I recently discovered David Harvey’s Anti-Capitalist Chronicles, in particular I was very taken by the talk Capital in the Attic which discusses a useful metaphor for how life is conducted in the modern world:
- We have day to day life where people live their lives. The basement.
- We have the market that lets us get the things we all need to survive. The house.
- There are a small number of people who are able to move the market around without having to follow its rules. The attic.
Most of us live in the first two zones. It’s a metaphor, and of course life is far more complex.
But when you look at the actions of the billionaire class, moving money around, using their wealth and social leverage to buy up foreclosed properties and establish monopolies, buying up nearly all of the telecoms infrastructure in Mexico etc. etc. none of this stuff is illegal, but it’s also not the something that happens in the market or the day to day world.

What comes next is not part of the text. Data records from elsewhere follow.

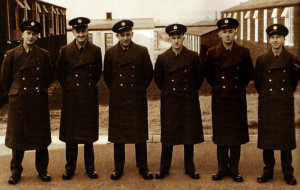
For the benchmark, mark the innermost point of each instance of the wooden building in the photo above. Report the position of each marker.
(52, 18)
(256, 15)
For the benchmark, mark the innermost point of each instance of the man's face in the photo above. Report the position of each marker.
(29, 37)
(227, 35)
(81, 35)
(276, 41)
(125, 38)
(176, 41)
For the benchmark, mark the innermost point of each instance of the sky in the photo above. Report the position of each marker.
(162, 11)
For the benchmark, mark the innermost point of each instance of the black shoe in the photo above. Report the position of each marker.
(14, 179)
(264, 178)
(92, 174)
(68, 175)
(117, 174)
(290, 179)
(193, 174)
(44, 176)
(237, 178)
(146, 174)
(218, 176)
(161, 174)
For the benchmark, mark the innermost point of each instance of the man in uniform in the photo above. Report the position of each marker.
(26, 75)
(78, 70)
(128, 72)
(178, 74)
(276, 79)
(229, 69)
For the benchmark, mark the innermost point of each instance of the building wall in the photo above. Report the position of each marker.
(259, 47)
(141, 37)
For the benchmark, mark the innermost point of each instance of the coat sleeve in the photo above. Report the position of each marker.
(7, 71)
(159, 72)
(295, 73)
(99, 64)
(61, 67)
(209, 68)
(148, 68)
(248, 68)
(258, 74)
(49, 75)
(107, 69)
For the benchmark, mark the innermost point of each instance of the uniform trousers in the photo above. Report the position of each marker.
(286, 162)
(72, 153)
(140, 155)
(166, 158)
(41, 161)
(228, 158)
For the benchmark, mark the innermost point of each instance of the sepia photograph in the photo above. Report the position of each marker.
(150, 94)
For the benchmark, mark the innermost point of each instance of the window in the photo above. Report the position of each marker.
(242, 26)
(274, 15)
(247, 16)
(265, 25)
(288, 14)
(108, 41)
(255, 17)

Their social and political clout means they can move things around in the attic, usually so that money streams from ordinary people like you and me end up pouring into their pockets. Given the neoliberal break up of the commons and the drive to privatise everything they have plenty of opportunity and it’s easy for them to get their hands on the vast sums of money they need to buy things up, even at discounted prices you’re often talking billions.
So we need to be aware of this, it’s not a conspiracy to acknowledge that the billionaire class can use their social weight and financial power to rob the rest of us. It just means that when you hear how some new thing is going to make things better you have to think who for?